Converting C Loop To XOJO

Ugh, you’re right about that. Ok, While…Wend it is! Thanks for the help!

The end condition is tested AFTER the loop, not BEFORE, so a while/wend is incorrect. Syed had it right.

I’m sorry Tim. You are wrong.

Yup. You’re right. I was wrong. Just read up a bit closer on C for-loops due to that nagging doubt in the back of my mind. Was just about to post a retraction when you posted.

I was also wrong.

This is an extremely important point, as you can see by the discussion of such seeming minutia as when the condition is evaluated.

Funny enough, I had a discussion recently with my son, who is fluent in Japanese. I asked if he’d considered translating from English into Japanese. His response was that he could get a job translating Japanese -> English, but not English -> Japanese, because with natural language translation, you need to know the TARGET language like a native. You don’t have to be quite as proficient with the SOURCE, given a minimum level of fluency. Quite the opposite of programming languages.

Only 3 really important things occurred here:

  1. The OP had answers and a solution.
  2. The OP learned.
  3. More people can learn from this post.

Even the guesses were interesting. All posts here usually are interesting.

How about this then:

For Each i As Integer In pred
  //do stuff
Next

It does not follow the array of indexes.

Yep. For simultaneous translations, interestingly I saw this exactly today. A native German and a native Brazilian translating the same person to Portuguese WHILE he was talking. The Brazilian one was 10x more fluent. Both could capture the essence of the source while talking, but only the native could choose the best words with fluency and EVEN express the sentiments and emotions from the source, while the German native was saying hard to understand words with gaps, in a cold way, and many phrases I could not understand the meaning.

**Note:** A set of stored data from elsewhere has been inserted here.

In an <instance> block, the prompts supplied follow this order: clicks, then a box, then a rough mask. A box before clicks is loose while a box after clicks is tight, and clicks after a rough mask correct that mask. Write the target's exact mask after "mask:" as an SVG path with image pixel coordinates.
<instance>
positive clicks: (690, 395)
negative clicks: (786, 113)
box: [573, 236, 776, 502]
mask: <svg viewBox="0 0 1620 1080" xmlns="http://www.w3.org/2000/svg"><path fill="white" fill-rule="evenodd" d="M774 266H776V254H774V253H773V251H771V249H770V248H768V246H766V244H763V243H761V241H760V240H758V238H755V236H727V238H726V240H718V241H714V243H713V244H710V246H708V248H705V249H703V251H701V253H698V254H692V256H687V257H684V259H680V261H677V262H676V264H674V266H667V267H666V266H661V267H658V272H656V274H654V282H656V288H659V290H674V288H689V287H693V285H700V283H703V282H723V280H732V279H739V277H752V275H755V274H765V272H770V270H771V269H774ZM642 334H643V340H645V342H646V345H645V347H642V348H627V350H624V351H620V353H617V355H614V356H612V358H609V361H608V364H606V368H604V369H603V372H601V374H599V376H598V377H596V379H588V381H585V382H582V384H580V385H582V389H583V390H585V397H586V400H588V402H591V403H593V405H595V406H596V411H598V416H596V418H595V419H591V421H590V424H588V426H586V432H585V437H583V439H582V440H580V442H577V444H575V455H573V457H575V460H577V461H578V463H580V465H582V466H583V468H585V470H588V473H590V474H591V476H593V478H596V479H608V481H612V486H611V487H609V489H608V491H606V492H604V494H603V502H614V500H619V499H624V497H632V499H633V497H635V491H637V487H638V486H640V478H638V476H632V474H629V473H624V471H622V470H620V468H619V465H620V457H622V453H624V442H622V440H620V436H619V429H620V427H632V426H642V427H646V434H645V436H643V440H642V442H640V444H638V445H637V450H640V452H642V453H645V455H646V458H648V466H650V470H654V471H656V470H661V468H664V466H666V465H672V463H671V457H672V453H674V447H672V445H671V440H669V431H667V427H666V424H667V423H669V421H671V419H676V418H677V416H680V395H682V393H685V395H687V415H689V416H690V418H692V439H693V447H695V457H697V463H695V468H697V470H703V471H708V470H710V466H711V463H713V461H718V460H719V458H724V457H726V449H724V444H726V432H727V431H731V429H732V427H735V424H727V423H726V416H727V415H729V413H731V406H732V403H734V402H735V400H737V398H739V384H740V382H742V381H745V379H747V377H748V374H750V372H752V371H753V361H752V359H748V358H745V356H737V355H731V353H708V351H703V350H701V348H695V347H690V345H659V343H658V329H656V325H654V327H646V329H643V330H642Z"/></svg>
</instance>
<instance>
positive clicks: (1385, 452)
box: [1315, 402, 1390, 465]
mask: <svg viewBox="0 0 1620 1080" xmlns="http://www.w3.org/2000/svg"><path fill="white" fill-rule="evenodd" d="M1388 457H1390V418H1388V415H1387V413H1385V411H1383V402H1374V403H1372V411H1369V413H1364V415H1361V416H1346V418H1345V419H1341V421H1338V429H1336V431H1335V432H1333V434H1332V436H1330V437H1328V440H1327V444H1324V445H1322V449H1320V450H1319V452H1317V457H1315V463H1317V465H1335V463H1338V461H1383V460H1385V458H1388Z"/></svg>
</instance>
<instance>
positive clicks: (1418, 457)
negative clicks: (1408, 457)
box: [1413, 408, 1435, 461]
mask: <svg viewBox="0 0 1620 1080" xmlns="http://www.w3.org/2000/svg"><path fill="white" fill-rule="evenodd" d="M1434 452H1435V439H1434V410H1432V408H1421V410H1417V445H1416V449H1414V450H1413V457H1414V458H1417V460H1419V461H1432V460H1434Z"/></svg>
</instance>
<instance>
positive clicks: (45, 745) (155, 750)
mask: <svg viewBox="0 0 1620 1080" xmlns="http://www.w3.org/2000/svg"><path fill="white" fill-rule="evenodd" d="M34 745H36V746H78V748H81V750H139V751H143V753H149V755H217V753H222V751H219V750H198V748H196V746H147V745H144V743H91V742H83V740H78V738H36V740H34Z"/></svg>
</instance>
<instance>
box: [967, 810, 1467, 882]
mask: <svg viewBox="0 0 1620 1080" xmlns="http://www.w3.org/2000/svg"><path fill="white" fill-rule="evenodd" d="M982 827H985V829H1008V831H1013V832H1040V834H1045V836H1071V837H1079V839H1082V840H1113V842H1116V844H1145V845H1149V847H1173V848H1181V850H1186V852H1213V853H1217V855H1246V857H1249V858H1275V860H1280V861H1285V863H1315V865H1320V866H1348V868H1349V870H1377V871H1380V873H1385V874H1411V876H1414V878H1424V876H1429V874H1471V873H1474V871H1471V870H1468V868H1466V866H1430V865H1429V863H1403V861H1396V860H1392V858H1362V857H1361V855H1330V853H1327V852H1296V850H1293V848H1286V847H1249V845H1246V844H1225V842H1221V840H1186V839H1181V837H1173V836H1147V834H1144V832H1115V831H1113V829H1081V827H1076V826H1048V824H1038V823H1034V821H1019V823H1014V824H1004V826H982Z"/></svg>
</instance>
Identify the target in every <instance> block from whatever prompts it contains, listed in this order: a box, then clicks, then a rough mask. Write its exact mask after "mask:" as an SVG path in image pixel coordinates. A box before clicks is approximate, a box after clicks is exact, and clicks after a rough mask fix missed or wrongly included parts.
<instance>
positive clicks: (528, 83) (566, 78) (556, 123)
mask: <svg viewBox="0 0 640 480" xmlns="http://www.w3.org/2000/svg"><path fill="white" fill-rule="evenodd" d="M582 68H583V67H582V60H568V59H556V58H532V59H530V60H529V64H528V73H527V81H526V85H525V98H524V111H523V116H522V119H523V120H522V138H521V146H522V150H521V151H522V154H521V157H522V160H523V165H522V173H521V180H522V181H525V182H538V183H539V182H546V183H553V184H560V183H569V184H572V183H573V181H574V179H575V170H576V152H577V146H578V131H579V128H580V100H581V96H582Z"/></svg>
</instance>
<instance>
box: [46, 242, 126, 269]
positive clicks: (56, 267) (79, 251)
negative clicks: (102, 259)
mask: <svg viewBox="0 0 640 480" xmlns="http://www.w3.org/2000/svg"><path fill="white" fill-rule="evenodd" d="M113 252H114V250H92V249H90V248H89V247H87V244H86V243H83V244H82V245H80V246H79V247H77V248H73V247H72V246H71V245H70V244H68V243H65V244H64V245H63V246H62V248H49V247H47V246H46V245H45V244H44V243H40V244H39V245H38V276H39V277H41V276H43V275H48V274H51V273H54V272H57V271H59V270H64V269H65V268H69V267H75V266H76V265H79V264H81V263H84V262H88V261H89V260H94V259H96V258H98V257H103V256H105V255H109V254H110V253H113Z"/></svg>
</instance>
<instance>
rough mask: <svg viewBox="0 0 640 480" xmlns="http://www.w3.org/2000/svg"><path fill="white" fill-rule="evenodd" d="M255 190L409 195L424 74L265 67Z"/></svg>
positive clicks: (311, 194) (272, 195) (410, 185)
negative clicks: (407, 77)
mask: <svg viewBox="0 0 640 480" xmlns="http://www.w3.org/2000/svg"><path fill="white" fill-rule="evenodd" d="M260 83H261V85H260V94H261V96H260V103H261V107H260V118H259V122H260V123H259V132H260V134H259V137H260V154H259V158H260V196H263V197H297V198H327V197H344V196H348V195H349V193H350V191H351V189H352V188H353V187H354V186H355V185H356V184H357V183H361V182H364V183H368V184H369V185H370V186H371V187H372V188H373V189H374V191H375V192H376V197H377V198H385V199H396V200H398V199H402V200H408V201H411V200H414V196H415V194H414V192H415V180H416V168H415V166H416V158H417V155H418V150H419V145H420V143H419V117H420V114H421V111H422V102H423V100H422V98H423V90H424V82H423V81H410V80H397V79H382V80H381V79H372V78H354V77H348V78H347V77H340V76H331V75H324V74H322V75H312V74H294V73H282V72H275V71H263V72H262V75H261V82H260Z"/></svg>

Your son is right. Years ago I used to translate PC News’ Spencer Cat column to French. It took all my skills in that language to obtain a good result from that rather elaborate and often tongue in cheek column. The American team even had that translated back into English to verify the quality, and it passed fine.

Actually, with computer languages, it probably takes a good knowledge of both languages : otherwise, the target will be spaghetti code :wink:

But at least it will be accurate. As evidenced from this simple example, without solid knowledge of the source language, the result could be subtly wrong, no matter how elegant.

Indeed, thorough understanding of the source is a prerequisite.